DFS or Dynamic Frequency Selection allows a wireless network to use 5GHz frequencies that are reserved for use by radar stations. Without this feature, ApPs are limited to the following 20 MHz channels:

  1. Channel 36
  2. Channel 40
  3. Channel 44
  4. Channel 48
  5. Channel 149
  6. Channel 153
  7. Channel 157
  8. Channel 161
  9. Channel 165

In environments such as an apartment building where multiple APs can be deployed, this can slow down network performance due to the increased wait time brought on by congestion.

With DFS, the issue of congestion is mostly resolved as APs can use 16 additional channels on the 5 GHz band, thus leading to improved performance. These 16 channels are known as DFS channels.

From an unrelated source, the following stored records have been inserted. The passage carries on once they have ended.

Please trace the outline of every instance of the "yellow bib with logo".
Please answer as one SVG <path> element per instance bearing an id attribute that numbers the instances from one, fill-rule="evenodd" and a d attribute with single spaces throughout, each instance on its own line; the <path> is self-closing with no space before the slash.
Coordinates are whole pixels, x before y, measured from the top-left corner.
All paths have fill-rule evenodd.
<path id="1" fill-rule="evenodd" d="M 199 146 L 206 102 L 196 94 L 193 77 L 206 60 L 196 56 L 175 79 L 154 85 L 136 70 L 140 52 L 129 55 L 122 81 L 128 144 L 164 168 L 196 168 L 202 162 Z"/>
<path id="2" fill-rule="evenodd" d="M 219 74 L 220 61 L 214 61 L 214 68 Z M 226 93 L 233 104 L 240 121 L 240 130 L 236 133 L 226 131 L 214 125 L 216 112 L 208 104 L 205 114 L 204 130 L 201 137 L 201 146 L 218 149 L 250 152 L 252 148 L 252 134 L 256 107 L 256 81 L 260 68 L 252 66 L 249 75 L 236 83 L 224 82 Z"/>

However, if there is a radar station nearby using any of the DFS channels, the AP will detect that and switch to one of the non-DFS channel. When that happens, client devices will temporarily lose internet connection while they re-establish connection.

10. MUBF

MUBF or Multi-User Beam-Forming is an extension of beam-forming to support multiple receiver devices.

And what is beam-forming then?

Beamforming is a technique that allows an AP to focus radio signals towards a receiver. The AP does this by transmitting multiple radio signals from its antenna array in a manner that results in both constructive and destructive radio interferences. The destructive radio interference will cancel the transmission in the directions that have no receiver while constructive radio interference will increase the power of the transmission towards the receiver, thus improving the transmission quality and range.